Noah Grove Wins Gold At PyeongChang Paralympics

Eighteen-year-old Noah Grove, who had his left leg amputated below the knee when he was only 5 years old, has excelled as a sled hockey player, and his skills and dedication paid off in South Korea when he and other Team USA members captured the gold medal in the Winter Paralympic Games in March.

Grove, of Frederick, Md., is the son of Chris Grove, who won more than 680 races as a trainer based in Maryland. Team USA tied the sled hockey game with only 35 seconds in regulation and then scored a goal in sudden death to defeat the Canadian team.

Grove played in all five games with three goals and three assists.

 “It’s definitely a top moment in my life so far,” Noah Grove said after the victory.

He was named to the Paralympic sled hockey team on Jan. 1, and previously played in the World Championship in 2017 in Gangneung, South Korea. Grove helped the U.S. win a silver medal while skating in all seven games of the series.

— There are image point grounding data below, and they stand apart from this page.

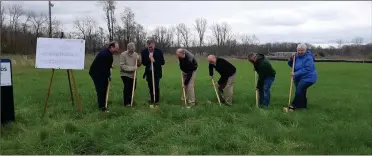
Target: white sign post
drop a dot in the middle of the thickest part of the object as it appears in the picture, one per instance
(6, 75)
(58, 53)
(54, 53)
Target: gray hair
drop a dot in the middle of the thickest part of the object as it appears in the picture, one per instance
(131, 47)
(301, 46)
(250, 55)
(150, 40)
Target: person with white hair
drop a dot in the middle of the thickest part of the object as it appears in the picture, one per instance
(227, 79)
(129, 61)
(188, 66)
(304, 75)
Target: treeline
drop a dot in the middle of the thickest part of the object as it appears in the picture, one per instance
(20, 29)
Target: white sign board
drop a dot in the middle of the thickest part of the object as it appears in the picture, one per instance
(6, 75)
(58, 53)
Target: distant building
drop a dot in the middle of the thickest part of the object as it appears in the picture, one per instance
(283, 54)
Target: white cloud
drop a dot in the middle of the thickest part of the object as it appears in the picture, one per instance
(297, 21)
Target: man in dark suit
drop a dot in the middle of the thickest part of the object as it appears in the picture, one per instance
(100, 72)
(152, 55)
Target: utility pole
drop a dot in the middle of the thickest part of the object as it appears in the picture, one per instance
(50, 18)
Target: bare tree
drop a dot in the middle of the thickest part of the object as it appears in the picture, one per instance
(163, 37)
(15, 11)
(201, 27)
(86, 27)
(109, 9)
(357, 40)
(56, 27)
(246, 41)
(221, 32)
(140, 35)
(25, 24)
(225, 32)
(185, 34)
(127, 18)
(38, 20)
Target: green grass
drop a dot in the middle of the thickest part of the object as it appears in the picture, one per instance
(338, 121)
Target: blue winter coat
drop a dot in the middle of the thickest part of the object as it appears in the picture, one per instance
(304, 68)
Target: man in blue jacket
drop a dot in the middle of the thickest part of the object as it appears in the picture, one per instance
(100, 72)
(154, 55)
(304, 75)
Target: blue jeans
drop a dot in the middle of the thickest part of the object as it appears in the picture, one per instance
(300, 99)
(265, 91)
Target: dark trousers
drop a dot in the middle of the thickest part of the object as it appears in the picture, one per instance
(300, 100)
(127, 91)
(264, 93)
(157, 90)
(101, 83)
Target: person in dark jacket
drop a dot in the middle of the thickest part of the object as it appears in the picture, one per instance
(227, 79)
(100, 72)
(155, 55)
(188, 66)
(304, 75)
(266, 77)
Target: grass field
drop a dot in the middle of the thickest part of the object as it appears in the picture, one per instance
(338, 121)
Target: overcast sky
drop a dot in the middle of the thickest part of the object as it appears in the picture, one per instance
(295, 21)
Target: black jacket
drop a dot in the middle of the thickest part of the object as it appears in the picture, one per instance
(101, 64)
(263, 69)
(226, 69)
(188, 65)
(159, 61)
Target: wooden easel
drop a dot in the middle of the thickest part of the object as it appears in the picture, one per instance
(69, 84)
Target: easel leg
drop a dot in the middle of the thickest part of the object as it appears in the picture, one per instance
(76, 91)
(50, 85)
(69, 84)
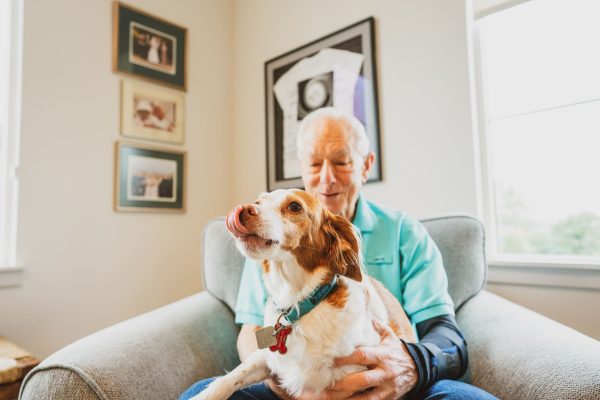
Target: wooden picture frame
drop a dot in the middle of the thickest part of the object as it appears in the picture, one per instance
(149, 178)
(149, 47)
(152, 112)
(337, 70)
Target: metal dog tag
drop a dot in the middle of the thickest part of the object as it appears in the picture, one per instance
(265, 337)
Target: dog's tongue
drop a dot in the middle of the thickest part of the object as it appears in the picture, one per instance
(234, 225)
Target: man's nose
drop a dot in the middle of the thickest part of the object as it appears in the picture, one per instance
(327, 174)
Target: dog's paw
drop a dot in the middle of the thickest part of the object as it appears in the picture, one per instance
(217, 390)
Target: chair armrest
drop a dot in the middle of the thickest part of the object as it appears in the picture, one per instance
(516, 353)
(156, 355)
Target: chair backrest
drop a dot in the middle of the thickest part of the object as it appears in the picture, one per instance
(460, 239)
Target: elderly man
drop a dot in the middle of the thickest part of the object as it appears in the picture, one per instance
(335, 161)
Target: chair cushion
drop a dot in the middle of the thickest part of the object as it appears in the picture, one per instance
(459, 238)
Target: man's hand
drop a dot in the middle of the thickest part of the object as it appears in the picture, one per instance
(391, 372)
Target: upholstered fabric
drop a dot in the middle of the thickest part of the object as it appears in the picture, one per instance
(459, 238)
(222, 263)
(516, 353)
(154, 356)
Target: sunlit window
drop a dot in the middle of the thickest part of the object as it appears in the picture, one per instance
(540, 83)
(10, 82)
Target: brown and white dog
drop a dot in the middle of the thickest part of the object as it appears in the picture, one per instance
(303, 246)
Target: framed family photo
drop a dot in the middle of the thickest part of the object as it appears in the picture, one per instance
(338, 71)
(148, 47)
(151, 112)
(148, 178)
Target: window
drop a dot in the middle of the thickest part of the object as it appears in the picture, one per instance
(539, 75)
(10, 77)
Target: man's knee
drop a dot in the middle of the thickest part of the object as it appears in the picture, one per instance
(447, 389)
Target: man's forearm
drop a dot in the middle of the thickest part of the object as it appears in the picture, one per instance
(441, 352)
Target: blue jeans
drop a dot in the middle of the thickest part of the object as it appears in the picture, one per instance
(441, 390)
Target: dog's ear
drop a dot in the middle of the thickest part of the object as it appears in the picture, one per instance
(343, 254)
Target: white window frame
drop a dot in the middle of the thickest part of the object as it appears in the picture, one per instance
(533, 270)
(9, 152)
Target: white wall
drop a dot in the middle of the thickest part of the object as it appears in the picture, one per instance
(428, 139)
(423, 72)
(87, 266)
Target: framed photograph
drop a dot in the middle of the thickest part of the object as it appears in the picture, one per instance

Grove also has skated in two World Sled Hockey Challenges and helped the U.S. team win two championships in 2016 and 2017, both times in Charlottetown, Prince Edward Island, Canada.

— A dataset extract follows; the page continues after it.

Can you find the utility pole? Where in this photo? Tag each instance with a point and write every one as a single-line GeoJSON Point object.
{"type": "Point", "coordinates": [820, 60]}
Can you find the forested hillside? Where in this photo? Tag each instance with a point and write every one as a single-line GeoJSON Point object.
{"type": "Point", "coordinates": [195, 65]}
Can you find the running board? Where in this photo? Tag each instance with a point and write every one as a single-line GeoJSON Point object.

Earlier this year, the world traveler also skated in Italy in the Turin Para Ice Hockey International Tournament, which Team USA won.

Grove was diagnosed with bone cancer at the age of 4, and lost his left leg at the age of 5. The Maryland racing community at the time created the “Noah Fund” to provide assistance for the child’s needs, which included artificial limbs. More than $120,000 was raised.

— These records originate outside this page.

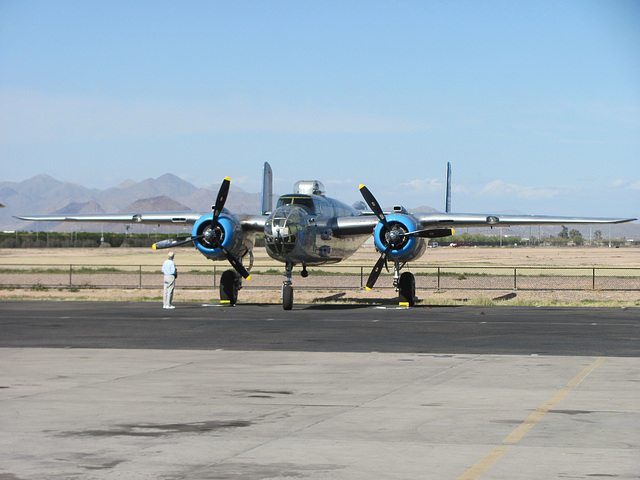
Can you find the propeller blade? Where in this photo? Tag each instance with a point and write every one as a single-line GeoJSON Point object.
{"type": "Point", "coordinates": [373, 204]}
{"type": "Point", "coordinates": [220, 200]}
{"type": "Point", "coordinates": [375, 273]}
{"type": "Point", "coordinates": [173, 242]}
{"type": "Point", "coordinates": [236, 264]}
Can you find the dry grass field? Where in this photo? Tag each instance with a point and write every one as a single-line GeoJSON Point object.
{"type": "Point", "coordinates": [442, 256]}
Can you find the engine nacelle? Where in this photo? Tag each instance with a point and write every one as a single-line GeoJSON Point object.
{"type": "Point", "coordinates": [403, 248]}
{"type": "Point", "coordinates": [226, 232]}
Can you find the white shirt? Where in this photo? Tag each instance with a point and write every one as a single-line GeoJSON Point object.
{"type": "Point", "coordinates": [169, 267]}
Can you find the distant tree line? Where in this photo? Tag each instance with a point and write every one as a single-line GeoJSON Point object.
{"type": "Point", "coordinates": [564, 238]}
{"type": "Point", "coordinates": [21, 239]}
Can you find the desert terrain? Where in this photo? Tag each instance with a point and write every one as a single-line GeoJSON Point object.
{"type": "Point", "coordinates": [442, 256]}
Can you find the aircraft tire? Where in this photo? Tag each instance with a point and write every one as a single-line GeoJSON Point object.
{"type": "Point", "coordinates": [228, 288]}
{"type": "Point", "coordinates": [287, 297]}
{"type": "Point", "coordinates": [407, 286]}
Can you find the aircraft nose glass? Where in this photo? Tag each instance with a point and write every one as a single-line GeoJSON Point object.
{"type": "Point", "coordinates": [282, 229]}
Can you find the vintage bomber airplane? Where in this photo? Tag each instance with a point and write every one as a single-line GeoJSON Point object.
{"type": "Point", "coordinates": [308, 228]}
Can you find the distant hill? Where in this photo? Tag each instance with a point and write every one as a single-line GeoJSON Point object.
{"type": "Point", "coordinates": [44, 194]}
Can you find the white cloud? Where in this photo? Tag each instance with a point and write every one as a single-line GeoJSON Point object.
{"type": "Point", "coordinates": [30, 116]}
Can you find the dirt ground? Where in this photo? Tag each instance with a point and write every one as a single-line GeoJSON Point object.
{"type": "Point", "coordinates": [443, 256]}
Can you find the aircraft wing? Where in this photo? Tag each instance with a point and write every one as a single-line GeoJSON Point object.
{"type": "Point", "coordinates": [364, 224]}
{"type": "Point", "coordinates": [154, 218]}
{"type": "Point", "coordinates": [446, 220]}
{"type": "Point", "coordinates": [252, 223]}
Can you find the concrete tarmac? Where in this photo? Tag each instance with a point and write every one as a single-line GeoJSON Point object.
{"type": "Point", "coordinates": [129, 390]}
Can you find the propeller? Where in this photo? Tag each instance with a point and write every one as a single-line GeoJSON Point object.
{"type": "Point", "coordinates": [212, 235]}
{"type": "Point", "coordinates": [394, 235]}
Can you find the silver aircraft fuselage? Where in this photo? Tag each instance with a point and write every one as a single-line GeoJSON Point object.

The Grove family was able to witness the Winter Paralympic Games in person.

“It was a great experience,” said Chris Grove, who is assisting the MTHA in organizing the upcoming Groom Elite program for Maryland backstretch workers. “Our whole family went to South Korea. Most of my journey in my life has been my own, so to be able to follow Noah’s is a pretty great experience.

“Team USA were the definite favorites, but the game was exciting. Once we tied it and it went to overtime, I think Canada was exhausted. Noah is the youngest member of the team, so that probably will allow him to participate in the next three Olympics.”

Grove looks back fondly on the “Night for Noah” fundraiser and the impact it had on his son and the family. The project was organized by Fran Raffetto, wife of then-Maryland Jockey Club President Lou Raffetto Jr., with assistance from many others.

It was a very big help for Noah,” Grove said. “It was amazing.”